自社製品を開発したときに注意すべきこと
1.特許出願をしたい、というご相談は多いけど
おかげさまで多くの企業さまから特許についてのご相談をいただきます。最も多いのは、「新しい製品やサービスを開発したので特許出願をしたい」というお話です。
開発した製品やサービスについて、特許出願をし、特許を取得することで、他社の模倣を防ぐこともできますし、仮に他社が模倣をしてきた場合でも特許権を行使することで、模倣に対抗することができます。ですから、新製品についての特許出願することが重要であることは、間違いのない事実です。
ただ、少し気になるのは、「自社製品」について、特許を取得することを考える人は多くても、「自社製品」が他社の特許権を侵害するものでないことを確認しようとする人は、非常に少ないことです。
2.自社製品について特許を取得していても、他社の特許権を侵害する場合がある
実は、多くの人が勘違いをしているのですが、自社の製品について特許を取得できるからといって、他社の特許権を侵害しないとは限らないのです。
例えば、鉛筆が今まで世の中になかったと仮定をして、お話をさせていただきます。
A社が、今まで世になかった新しい筆記具として、鉛筆を開発し、特許を取得したとします。そして、B社が、このA社の開発した鉛筆をヒントに、消しゴム付きの鉛筆を開発したとします。
この場合、B社は、消しゴム付きの鉛筆についての特許を取得できる可能性があります。しかし、B社は、鉛筆はおろか、消しゴム付きの鉛筆についても、A社の許可なく製造・販売することはできません。
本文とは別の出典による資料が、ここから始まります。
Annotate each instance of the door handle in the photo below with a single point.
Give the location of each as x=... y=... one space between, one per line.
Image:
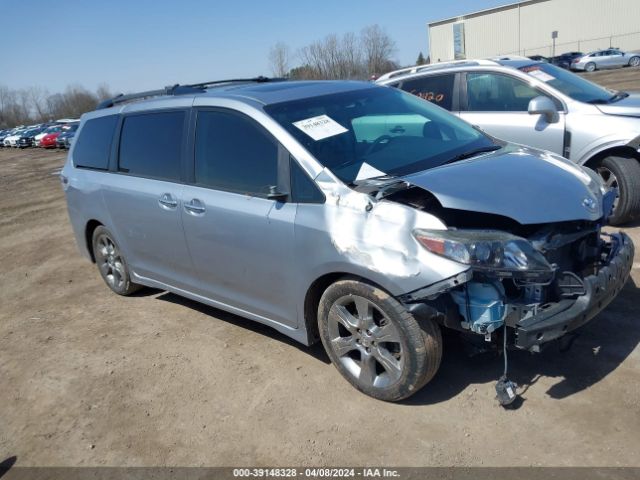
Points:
x=195 y=206
x=167 y=201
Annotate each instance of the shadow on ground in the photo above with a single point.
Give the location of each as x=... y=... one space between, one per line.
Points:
x=594 y=351
x=6 y=465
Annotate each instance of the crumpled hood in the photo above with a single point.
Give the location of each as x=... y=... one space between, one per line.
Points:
x=629 y=106
x=527 y=185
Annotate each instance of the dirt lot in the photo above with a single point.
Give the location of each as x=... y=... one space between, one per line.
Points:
x=627 y=79
x=90 y=378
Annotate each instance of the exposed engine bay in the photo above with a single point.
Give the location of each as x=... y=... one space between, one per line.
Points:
x=526 y=277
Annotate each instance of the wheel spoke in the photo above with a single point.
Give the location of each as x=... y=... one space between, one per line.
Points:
x=119 y=267
x=385 y=333
x=391 y=365
x=365 y=311
x=104 y=267
x=367 y=369
x=343 y=345
x=340 y=314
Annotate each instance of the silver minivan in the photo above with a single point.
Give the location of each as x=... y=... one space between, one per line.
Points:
x=289 y=203
x=543 y=106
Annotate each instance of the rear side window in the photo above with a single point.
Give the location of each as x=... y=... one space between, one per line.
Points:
x=233 y=153
x=437 y=89
x=93 y=146
x=150 y=145
x=489 y=92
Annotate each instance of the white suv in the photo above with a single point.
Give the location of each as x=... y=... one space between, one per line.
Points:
x=542 y=106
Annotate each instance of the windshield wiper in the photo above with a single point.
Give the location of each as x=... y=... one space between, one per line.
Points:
x=473 y=153
x=601 y=101
x=618 y=96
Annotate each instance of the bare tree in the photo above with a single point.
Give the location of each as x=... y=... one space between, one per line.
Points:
x=333 y=57
x=103 y=92
x=378 y=49
x=349 y=56
x=279 y=58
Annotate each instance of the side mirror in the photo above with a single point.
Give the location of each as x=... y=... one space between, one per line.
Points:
x=544 y=106
x=274 y=194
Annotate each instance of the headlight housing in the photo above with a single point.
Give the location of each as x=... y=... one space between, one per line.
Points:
x=492 y=252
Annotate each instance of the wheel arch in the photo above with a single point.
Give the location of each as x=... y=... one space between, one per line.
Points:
x=617 y=151
x=88 y=236
x=314 y=293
それは、B社による消しゴム付きの鉛筆の製造・販売が、A社の鉛筆についての特許権を侵害することになるからです。
つまり、特許を取得できることと、他社の特許を侵害していないことは、まったく別の話であると言えます。
ですから、自社製品を開発したとしても、それについて特許を取得することを検討するだけでなく、他社の特許権を侵害しないことにも注意は払わなければいけません。
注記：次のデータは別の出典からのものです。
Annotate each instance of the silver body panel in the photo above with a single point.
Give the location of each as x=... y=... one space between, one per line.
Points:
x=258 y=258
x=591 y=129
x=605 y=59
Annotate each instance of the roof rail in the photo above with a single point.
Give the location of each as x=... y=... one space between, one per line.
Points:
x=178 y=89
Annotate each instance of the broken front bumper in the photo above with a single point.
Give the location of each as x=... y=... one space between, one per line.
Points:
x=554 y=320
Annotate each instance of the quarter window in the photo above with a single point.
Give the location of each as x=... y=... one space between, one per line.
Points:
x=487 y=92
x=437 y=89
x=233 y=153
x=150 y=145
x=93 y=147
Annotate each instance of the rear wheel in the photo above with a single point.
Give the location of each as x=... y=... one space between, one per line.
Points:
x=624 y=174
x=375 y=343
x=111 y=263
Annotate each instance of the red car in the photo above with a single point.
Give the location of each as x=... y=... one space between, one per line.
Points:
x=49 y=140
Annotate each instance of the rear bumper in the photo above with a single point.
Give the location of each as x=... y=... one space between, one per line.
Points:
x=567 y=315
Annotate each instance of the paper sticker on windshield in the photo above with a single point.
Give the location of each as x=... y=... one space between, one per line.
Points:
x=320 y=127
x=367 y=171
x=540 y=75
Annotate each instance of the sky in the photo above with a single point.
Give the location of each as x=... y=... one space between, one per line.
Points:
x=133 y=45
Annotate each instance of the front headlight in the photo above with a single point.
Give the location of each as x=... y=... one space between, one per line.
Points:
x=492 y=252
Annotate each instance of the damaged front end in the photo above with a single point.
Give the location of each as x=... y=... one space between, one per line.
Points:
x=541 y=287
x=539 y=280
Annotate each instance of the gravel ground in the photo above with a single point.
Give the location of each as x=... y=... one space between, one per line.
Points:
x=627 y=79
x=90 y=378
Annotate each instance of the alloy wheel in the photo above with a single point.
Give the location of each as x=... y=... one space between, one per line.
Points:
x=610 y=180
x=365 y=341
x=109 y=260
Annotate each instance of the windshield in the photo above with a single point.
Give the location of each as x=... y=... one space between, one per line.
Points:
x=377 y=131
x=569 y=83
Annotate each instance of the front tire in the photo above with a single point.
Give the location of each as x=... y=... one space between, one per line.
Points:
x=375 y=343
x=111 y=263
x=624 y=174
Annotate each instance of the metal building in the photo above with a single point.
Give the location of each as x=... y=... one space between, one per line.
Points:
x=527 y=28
もし、自社製品が他社の特許権を侵害するものである場合、様々な問題が起こります。
まず、自社製品の設計や仕様を大幅に見直す必要がでてくるでしょう。場合によっては、自社製品の製造・販売を中止しなければならないかもしれません。
その他、他社から差止請求や損害賠償請求をされるリスクがあります。裁判所によって差止請求が認められると、特許権を侵害している製品について、製造・販売等ができなくなります。
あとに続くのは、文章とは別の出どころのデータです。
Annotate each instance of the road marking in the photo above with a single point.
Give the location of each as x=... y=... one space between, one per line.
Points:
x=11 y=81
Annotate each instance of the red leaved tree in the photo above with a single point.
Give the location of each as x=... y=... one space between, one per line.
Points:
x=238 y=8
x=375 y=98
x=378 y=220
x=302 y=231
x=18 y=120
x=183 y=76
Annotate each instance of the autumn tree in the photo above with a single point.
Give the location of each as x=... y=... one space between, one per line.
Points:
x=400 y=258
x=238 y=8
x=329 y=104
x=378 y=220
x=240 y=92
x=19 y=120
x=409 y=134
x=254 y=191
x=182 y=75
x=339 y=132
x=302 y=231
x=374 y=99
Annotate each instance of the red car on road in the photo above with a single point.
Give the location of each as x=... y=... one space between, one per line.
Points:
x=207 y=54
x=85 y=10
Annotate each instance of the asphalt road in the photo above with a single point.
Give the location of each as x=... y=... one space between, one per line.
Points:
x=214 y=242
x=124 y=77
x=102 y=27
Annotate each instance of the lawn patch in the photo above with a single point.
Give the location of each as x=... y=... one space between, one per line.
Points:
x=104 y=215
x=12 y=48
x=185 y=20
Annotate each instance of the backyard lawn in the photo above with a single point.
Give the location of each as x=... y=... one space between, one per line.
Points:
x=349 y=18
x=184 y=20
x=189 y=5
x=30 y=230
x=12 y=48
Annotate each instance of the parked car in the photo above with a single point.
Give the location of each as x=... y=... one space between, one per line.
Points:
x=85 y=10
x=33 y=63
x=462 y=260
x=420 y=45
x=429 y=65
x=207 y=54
また、損害賠償請求が認められると、多額の賠償金の支払いが必要となります。訴訟に至らない場合でも、相手方とライセンス契約を結び、多額のライセンスフィーの支払いが発生することになります。
3.まとめ
繰り返しになりますが、新しい製品やサービスを開発した場合は、特許を取得することだけでなく、他社の特許を侵害しないかについても、注意が必要です。特許事務所にご相談される際は、特許出願だけでなく、他社特許を侵害する可能性がないかについても、ご相談いただくと良いかと思います。